Power of Attorney
What does a Power of Attorney do?
· A power of attorney gives someone (an attorney-in-fact) permission to take binding actions on your behalf in either the financial area, the health care area, or both.
Do I need a Power of Attorney?
· In most cases, yes, everyone should have a Power of Attorney, so that someone can act on your behalf if you are not able to.
· If you do not have a Power of Attorney and become incapacitated, the court will likely need to appoint a guardian to care for your affairs. Not only will this guardianship likely cost $5,000 to $8,000 in attorneys’ fees, Guardian ad Litem fees and costs to establish, it will likely cost $2,000 a year just in attorneys’ fees to maintain the guardianship.
Can my attorney-in-fact act on my behalf immediately?
· It depends on your Power of Attorney. You can choose to have your Power of Attorney effective immediately or only when your physical and/or mental disability has been established.
Are there different types of Powers of Attorney and if so, how do they differ?
· Yes, there are several different types of Powers of Attorney. The most common types are General Durable Power of Attorney, Health Care Power of Attorney, and Financial Power of Attorney.
· The General Durable Power of Attorney gives your attorney-in-fact permission to make both financial and health care decisions for you.
· The Health Care Power of Attorney only gives your attorney-in-fact permission to make health care decisions for you.
· The Financial Power of Attorney only gives your attorney-in-fact permission to make financial decisions for you.
Can my Attorney-in-fact act after my death?
· No. Your Power of Attorney expires at your death. Only a personal representative appointed by a court pursuant to your Last Will and Testament may act after your death.

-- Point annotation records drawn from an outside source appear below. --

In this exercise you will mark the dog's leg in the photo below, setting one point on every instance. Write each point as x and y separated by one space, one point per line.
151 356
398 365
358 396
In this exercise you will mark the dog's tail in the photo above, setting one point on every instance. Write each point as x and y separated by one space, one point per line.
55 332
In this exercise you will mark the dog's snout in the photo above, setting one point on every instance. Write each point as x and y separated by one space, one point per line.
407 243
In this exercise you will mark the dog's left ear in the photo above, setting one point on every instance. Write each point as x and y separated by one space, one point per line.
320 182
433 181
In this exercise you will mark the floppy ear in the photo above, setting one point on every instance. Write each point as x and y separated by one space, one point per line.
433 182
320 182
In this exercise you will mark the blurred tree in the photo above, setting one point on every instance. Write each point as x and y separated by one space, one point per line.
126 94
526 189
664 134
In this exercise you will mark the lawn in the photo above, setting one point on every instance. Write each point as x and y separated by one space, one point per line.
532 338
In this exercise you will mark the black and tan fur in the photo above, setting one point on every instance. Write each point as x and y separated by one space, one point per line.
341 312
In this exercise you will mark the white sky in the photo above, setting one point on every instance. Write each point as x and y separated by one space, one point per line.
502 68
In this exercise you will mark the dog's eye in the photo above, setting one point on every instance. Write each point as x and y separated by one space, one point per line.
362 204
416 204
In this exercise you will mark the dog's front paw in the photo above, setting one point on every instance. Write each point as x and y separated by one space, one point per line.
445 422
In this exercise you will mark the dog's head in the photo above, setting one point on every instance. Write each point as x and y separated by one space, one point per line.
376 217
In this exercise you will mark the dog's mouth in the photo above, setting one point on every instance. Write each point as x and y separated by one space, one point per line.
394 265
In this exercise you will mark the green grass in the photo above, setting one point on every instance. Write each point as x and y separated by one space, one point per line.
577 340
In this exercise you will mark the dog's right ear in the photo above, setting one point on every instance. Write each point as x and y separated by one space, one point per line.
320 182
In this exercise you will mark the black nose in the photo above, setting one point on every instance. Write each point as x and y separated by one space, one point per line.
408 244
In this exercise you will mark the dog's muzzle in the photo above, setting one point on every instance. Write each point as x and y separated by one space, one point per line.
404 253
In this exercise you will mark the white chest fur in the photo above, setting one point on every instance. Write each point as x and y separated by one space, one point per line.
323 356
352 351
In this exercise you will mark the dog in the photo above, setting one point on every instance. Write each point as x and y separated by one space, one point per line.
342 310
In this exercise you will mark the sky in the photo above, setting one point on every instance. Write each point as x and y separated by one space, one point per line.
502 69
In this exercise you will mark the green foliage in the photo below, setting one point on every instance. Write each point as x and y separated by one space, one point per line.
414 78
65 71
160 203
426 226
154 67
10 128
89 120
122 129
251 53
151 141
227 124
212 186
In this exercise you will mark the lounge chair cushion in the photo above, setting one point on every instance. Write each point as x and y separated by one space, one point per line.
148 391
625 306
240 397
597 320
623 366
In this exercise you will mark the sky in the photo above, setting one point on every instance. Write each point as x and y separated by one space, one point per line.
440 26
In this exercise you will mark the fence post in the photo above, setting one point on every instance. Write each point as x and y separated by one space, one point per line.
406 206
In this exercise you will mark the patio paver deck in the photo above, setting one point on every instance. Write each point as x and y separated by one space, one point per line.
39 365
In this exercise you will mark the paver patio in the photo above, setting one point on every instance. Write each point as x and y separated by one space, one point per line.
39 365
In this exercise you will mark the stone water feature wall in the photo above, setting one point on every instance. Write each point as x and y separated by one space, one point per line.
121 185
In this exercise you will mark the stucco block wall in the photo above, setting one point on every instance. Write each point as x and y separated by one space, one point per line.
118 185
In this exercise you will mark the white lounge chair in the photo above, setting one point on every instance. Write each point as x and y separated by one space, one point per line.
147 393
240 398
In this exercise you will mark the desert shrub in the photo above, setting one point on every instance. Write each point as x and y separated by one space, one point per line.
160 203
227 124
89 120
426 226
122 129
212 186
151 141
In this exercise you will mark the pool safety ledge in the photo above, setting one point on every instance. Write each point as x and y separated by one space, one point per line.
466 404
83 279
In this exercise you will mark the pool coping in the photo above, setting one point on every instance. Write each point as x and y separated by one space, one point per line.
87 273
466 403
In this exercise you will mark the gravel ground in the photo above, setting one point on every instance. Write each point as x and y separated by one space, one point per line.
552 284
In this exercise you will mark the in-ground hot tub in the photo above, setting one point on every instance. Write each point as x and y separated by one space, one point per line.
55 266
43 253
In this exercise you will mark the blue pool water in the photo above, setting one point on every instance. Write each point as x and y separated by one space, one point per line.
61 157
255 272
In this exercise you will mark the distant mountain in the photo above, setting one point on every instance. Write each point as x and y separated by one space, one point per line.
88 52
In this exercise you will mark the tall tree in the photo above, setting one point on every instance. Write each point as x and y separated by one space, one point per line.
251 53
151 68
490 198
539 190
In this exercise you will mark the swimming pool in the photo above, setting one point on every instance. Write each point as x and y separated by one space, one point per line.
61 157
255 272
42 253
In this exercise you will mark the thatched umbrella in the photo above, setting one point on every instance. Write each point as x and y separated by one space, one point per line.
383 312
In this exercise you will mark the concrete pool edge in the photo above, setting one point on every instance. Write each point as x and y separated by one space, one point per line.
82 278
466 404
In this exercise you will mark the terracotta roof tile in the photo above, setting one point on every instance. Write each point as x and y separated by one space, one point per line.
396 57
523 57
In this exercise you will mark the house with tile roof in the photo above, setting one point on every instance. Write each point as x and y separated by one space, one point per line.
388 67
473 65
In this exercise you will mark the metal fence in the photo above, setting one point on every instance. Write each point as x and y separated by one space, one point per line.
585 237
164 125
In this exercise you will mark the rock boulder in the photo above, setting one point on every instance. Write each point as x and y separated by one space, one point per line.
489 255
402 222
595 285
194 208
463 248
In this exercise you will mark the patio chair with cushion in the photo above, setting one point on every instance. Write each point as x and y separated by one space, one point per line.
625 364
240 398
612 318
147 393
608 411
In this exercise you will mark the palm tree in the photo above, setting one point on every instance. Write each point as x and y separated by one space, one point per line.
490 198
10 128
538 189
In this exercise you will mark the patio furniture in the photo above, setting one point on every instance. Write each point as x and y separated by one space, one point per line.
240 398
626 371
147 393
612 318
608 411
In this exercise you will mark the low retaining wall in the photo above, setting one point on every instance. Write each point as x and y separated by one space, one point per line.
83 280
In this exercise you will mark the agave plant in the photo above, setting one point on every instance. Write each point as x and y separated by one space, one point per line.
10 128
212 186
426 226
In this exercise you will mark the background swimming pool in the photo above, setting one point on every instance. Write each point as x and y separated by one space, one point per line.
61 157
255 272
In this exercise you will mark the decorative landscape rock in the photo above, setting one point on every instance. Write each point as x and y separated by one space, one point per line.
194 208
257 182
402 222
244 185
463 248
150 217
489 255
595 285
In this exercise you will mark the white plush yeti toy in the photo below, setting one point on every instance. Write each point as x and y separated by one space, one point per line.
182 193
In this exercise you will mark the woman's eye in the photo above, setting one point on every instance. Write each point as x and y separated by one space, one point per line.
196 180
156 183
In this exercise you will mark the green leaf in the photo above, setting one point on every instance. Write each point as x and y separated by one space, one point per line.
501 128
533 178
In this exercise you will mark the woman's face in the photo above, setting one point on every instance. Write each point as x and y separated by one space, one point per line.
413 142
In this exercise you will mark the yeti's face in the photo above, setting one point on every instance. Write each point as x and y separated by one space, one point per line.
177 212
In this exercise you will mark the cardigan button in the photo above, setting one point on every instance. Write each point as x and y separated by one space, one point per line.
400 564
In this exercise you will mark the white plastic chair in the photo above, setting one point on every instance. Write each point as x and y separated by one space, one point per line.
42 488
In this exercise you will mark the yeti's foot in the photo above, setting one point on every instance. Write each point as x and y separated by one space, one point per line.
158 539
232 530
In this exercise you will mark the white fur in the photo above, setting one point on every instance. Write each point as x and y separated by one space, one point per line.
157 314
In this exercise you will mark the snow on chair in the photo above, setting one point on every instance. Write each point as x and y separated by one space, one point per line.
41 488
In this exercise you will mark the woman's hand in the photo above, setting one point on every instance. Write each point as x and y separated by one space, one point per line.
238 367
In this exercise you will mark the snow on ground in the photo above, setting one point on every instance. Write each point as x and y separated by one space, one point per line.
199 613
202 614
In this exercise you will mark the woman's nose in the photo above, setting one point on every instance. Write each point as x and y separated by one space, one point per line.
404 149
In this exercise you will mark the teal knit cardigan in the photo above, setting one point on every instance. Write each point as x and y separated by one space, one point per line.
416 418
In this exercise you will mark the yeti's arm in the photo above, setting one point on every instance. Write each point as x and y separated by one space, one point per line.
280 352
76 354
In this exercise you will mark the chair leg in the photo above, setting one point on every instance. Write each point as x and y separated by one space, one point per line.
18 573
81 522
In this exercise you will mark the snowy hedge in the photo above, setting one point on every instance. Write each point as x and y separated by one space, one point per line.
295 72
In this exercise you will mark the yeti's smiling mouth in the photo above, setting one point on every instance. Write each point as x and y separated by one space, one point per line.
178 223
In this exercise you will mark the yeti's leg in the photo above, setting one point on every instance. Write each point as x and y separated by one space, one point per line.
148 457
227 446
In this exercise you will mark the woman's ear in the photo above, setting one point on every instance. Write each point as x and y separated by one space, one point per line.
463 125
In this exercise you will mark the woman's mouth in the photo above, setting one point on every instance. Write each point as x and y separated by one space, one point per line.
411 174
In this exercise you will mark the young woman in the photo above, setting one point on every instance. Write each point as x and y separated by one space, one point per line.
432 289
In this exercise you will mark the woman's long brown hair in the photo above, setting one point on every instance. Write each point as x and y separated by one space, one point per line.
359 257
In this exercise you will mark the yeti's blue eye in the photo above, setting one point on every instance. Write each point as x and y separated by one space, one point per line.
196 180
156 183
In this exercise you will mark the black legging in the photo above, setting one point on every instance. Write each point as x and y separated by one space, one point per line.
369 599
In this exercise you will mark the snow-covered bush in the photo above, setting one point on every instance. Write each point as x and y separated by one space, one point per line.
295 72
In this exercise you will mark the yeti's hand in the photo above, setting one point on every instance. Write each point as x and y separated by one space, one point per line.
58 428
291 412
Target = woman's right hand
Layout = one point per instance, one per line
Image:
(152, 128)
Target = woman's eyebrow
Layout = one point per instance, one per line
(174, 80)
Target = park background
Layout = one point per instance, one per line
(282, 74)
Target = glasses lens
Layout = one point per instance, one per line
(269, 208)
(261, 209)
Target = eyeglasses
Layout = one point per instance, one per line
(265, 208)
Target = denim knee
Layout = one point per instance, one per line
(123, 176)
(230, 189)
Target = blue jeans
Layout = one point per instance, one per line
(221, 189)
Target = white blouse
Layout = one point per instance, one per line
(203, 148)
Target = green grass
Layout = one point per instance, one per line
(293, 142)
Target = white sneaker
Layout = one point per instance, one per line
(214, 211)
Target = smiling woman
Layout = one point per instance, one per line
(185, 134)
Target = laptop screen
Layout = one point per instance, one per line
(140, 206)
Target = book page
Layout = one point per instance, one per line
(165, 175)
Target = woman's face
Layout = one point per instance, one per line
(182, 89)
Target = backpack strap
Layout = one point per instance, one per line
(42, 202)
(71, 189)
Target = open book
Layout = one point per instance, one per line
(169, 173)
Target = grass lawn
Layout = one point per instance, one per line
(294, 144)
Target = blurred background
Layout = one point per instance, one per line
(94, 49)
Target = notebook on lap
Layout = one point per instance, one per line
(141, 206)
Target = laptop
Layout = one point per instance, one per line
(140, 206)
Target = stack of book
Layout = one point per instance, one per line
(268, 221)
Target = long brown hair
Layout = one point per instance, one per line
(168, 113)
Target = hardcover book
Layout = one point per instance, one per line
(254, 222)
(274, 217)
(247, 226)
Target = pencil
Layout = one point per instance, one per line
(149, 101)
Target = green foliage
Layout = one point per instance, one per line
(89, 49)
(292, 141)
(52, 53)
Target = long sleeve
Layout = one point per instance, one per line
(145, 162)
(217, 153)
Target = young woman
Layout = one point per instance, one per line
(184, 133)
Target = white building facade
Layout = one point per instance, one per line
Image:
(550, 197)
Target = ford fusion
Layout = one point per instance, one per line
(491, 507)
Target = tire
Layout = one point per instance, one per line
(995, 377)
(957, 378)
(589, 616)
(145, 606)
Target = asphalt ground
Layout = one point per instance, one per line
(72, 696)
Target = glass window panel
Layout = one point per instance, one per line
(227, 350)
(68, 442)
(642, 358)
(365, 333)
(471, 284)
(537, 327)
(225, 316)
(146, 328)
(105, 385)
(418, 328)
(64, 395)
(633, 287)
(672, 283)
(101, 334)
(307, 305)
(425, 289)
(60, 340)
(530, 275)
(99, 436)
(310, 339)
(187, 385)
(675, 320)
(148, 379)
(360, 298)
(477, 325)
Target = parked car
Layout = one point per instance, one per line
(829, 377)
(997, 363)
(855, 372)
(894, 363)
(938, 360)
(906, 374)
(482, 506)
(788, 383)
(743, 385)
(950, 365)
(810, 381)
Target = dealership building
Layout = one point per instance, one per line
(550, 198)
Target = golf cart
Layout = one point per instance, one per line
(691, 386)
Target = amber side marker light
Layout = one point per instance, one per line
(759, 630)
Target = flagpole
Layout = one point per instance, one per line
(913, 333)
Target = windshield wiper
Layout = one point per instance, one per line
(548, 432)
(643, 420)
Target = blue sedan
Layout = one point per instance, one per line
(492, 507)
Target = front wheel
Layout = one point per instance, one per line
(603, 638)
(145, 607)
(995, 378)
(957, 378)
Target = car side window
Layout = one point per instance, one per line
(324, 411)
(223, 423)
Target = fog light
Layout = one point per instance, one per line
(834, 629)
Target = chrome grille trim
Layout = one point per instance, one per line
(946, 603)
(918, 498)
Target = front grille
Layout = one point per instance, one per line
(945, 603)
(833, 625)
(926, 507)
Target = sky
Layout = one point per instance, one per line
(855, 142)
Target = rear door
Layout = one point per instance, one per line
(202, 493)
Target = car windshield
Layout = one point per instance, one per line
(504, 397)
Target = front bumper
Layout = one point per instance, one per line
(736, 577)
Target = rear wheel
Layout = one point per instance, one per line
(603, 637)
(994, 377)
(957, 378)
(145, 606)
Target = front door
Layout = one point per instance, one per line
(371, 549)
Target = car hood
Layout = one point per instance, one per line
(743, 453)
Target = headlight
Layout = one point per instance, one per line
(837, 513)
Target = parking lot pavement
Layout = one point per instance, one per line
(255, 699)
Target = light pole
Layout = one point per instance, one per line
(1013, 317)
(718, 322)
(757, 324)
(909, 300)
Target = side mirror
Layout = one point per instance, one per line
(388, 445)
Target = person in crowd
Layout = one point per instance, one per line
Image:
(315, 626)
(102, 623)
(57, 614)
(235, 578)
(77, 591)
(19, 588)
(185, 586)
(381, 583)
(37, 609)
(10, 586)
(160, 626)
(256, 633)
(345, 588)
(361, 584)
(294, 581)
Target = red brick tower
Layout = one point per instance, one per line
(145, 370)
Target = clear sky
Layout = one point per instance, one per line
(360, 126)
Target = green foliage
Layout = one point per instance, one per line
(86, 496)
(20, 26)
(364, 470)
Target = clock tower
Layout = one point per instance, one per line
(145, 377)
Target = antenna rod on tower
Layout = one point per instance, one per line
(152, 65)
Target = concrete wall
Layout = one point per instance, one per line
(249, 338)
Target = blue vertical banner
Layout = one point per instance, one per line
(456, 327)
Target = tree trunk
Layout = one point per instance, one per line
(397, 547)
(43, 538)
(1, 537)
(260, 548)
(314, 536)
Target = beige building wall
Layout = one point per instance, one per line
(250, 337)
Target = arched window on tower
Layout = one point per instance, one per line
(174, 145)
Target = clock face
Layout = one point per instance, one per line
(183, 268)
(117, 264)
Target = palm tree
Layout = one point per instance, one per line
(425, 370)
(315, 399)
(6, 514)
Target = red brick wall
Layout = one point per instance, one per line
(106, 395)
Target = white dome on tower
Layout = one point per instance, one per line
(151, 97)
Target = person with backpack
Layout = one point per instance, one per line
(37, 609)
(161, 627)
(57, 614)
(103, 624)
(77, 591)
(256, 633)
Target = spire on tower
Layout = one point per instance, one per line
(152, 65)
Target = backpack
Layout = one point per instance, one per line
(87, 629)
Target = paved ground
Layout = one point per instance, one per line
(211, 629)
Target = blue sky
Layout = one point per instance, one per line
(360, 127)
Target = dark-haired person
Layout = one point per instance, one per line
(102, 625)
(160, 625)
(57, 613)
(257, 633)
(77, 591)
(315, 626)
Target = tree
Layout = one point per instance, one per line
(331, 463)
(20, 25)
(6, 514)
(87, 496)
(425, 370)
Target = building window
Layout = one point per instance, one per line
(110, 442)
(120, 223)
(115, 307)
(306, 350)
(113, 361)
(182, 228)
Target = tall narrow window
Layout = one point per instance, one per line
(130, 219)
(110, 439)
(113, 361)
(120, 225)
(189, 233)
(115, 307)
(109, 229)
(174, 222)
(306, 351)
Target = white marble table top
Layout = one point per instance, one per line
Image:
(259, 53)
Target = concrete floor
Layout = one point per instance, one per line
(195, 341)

Where should I keep my Power of Attorney?
· We advise that you keep the Power of Attorney in a safe deposit box or a fireproof box at home and a copy of the document in an accessible place at home such as a desk or filing cabinet. You should mark on the copy of the document the whereabouts of the original.
Should I record my Power of Attorney?
· The Power has to be recorded with the county auditor’s office of the county in which real estate is located if the appointed attorney does any business with respect to real estate. There is usually no need to record a Power if no real estate business will be done by the Power. We recommend that you do not record your power of attorney until such time as there is a specific reason to do so.
This information was prepared as a public service by Mullavey, Prout, Grenley & Foe LLP. It contains general information and is not intended to apply to any specific situation. The information is very broadly and simply stated. There are a number of exceptions and specific rules that apply to your particular situation and lead to a different result. If you need legal advice or have questions, you should consult a lawyer.